Médecine rurale : « La pénurie augmente la pression des patients sur les médecins »

Mercredi soir à Libramont, les généralistes de la région ont organisés un débat politique, avec les candidats aux différentes élections à venir, sur l’avenir de la Médecine Générale en milieu rural. Au fil des débats, des médecins de la province ont abordé des questions centrales et les responsables politiques ont tenté d’y répondre : la pénurie, la garde, la réorganisation de la première ligne de soin et l’avenir des infirmiers/infirmières .

Des dizaines de médecins assistaient au débat, organisé par le cercle des Médecins Généralistes de la Province de Luxembourg, en collaboration avec le cercle UOAD, les postes Médicaux de Garde Luxembourg - Dinant et la participation de Luxinfis, et ils ont notamment « à main levée » dénoncé largement la charge administrative qui assomme leur profession quand la question leur a été posée.

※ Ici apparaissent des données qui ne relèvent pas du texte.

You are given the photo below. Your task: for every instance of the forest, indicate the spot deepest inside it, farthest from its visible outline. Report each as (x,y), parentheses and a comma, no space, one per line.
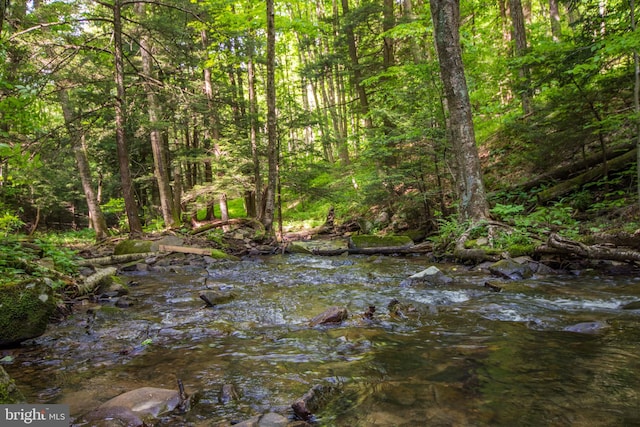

Mais évidemment, la priorité des débats concernait le manque de médecin dans la province. Pour rappel, 39 des 44 communes de la province du Luxembourg sont en pénurie. « De nombreux médecins ne sont plus en capacité de prendre de nouveaux patients », explique en introduction le Dr Guy Delrée, président de la FAGW, qui a rappelé l’importance de la médecine générale rurale de qualité et le manque d’investissement pour attirer les jeunes « alors qu’ils apprécient souvent la qualité de vie et de travail dans notre région, mais qu’ils veulent notamment pouvoir faire des gardes dans de bonnes conditions. »

Pour lui, il convient aussi d’améliorer l’accès à la formation en médecine pour les jeunes qui sont nés en province de Luxembourg. « Nous devons y réfléchir et agir. » Il a aussi dénoncé certaines décisions des autorités fédérales : « On nous donne de l’argent pour « avoir » une secrétaire pendant une nuit devant un ordinateur, mais ce n’est pas ce dont nous avons besoin pour améliorer nos gardes.  »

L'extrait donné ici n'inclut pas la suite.